Conflito Negativo de Atribuição

 

Protocolado n.º 136.893/10

Autos n.º 110/10 – MM. Juízo do Juizado Especial Criminal da Comarca de Pindamonhangaba

Autor do fato: (...)

Vítima: (...)

Suscitante: Promotor de Justiça do Juizado Especial Criminal de Pindamonhangaba

Suscitado: Promotor de Justiça Criminal de Pindamonhangaba

Assunto: subsunção do fato ao conceito de violência doméstica ou familiar contra a mulher

 

EMENTA: CONFLITO NEGATIVO DE ATRIBUIÇÃO. CRIME DE AMEAÇA (CP, ART. 147). INFRAÇÃO DE MENOR POTENCIAL OFENSIVO (LEI N. 9.099/95, ART. 61). VÍTIMA DO SEXO FEMININO. INEXISTÊNCIA DE SITUAÇÃO CARACTERIZADORA DE VIOLÊNCIA DE GÊNERO. INAPLICABILIDADE DA LEI MARIA DA PENHA (LEI N. 11.340/06)

1.     O objeto central da discussão reside em saber se a conduta do agente, que ameaçou de morte sua cunhada, subsume-se ao conceito de violência doméstica ou familiar contra a mulher, conforme dispõe a Lei n. 11.340/06 e, via de consequência, se a atribuição para atuar na causa deve ficar sob a responsabilidade do órgão do Parquet oficiante na esfera dos Juizados Especiais Criminais ou no âmbito da Vara Criminal Comum.

2.     Na hipótese concreta, não há qualquer dado fático que possa indicar cuidar-se de comportamento criminoso no qual houve violência de gênero. Deve-se acentuar que o Diploma acima citado enfeixa diversas normas restritivas de liberdade individual, com o válido e necessário intuito de conferir proteção eficaz à mulher, atingida em sua condição de hipossuficiência, seja física, econômica ou de qualquer natureza.
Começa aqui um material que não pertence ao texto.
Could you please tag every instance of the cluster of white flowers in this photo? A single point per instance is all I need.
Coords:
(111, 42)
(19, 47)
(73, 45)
3.     Significa que a incidência das regras contidas na legislação especial não se justifica pura e simplesmente porque uma pessoa do sexo feminino figurou como vítima, mas, além disso, há que se encontrar no caso uma nota característica, traduzida na necessidade de se outorgar a especial proteção à mulher atingida no contexto doméstico ou familiar. Essa vem sendo, inclusive, a interpretação dada pelo Egrégio Superior Tribunal de Justiça ao tema, como se pode conferir em diversos julgados (CC n. 88.027, rel. Min. OG FERNANDES, 3ª SEÇÃO, julgado em 05/12/2008, DJe de 18/12/2008; CC 96.533, rel. Min. OG FERNANDES, 3ª SEÇÃO, julgado em 05/12/2008, DJe de 05/02/2009).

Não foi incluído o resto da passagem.